Калантар призывает доктора в свидетели своего вспоминания, как если бы это делало его свидетелем содержания этих воспоминаний. Он называет это «спиритическим сеансом», и в самом деле, суть его в том, чтобы сделать невидимое очевидным, объектом свидетельства многих, а значит, реальным. Калантар встраивает один в другой свой диалог с доктором в настоящем и свой диалог с Фархадом в прошлом, причем оба даны в форме настоящего времени. Он заново переживает события прошлого, как если бы они происходили здесь и сейчас, словно находится в трансе или играет на сцене, и ему вполне удается вызвать сильные чувства у своего единственного зрителя или участника его шаманского камлания, вызвать к жизни духов прошлого. В то же время он подобен Шахерезаде, рассказами преодолевающей смерть.

Помимо текста рассказа-воспоминания и текста диалога со «зрителем», эта конфигурация включает в себя и фатические (phatic) высказывания, ведь от присутствия свидетеля и связи с ним (коммуникативной и мистической) зависит, в воображении Калантара, его жизнь: «останьтесь, ради Бога», «его стоит послушать, доктор», «доктор, вы здесь, вы слышите?», «давайте слушать Фархада», «доктор, вы здесь, вы не ушли?», «доктор, давайте услышим о ребе Вандале», «побудьте со мной еще, доктор». Часть этих высказываний включает сообщения о содержании следующих фрагментов, и тем самым Калантар становится уже не только одновременно героем и актером своего драматического действия, но и хором, эпическим сказителем и комментатором действия, занимая внешнюю по отношению к нему позицию.
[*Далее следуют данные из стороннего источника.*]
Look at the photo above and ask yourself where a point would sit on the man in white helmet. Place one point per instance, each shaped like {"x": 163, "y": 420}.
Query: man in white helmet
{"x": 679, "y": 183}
Так одним высказыванием, призывом зрителя в свидетели (причем призывом как эмоциональным – «ради Бога», так и рациональным – «стоит послушать») содержание рассказа, мифа должно превратиться в реальность, участник спиритического сеанса – в объективного наблюдателя, а шизофренический поток сознания – в конвидентный реализм.

Усилия Калантара направлены на преодоление «десятого голода» как путем его удовлетворения, так и, если не удастся, бегства от него: «Ты ведь знаешь, отец, почему я к ребе прилип, почему пойду за ним хоть на край света? Великий голод приходит на землю. При сотворении мира Господь назначил десять времен голода: девять из них состоялись уже, а вот десятый! Десятый будет духовный, самый жестокий, будем искать Божьего слова, Божий лик искать будем, но не найдем. Вот я и думаю, может, рядом с ребе этот голод меня минует» [Люксембург 1985: 196–197]. Калантар, как и автор в эпиграфе к роману, ссылается на слова пророка Амоса: «Вот наступают дни, сказал Господь Бог, когда пошлю Я голод на землю: не безводицу и бесхлебье, а голод внимать словам Господним» (Амос 8:11). Этот не телесный голод имеет тем не менее не только духовные, но и весьма телесные проявления, и роман насыщен описаниями физических страданий Калантара и его других героев. Нужно напомнить также, что слова Амоса о духовном голоде включены в апокалиптическое пророчество о наказании народа за его грехи:

Тогда Господь сказал мне: приспел конец народу Моему, Израилю: не буду более прощать ему. Песни чертога в тот день обратятся в рыдание, говорит Господь Бог; много будет трупов, на всяком месте будут бросать их молча. <…> И будет в тот день, говорит Господь Бог: произведу закат солнца в полдень и омрачу землю среди светлого дня. И обращу праздники ваши в сетование и все песни ваши в плач, и возложу на все чресла вретище и плешь на всякую голову; и произведу в стране плач, как о единственном сыне, и конец ее будет – как горький день (Амос 8:2-10).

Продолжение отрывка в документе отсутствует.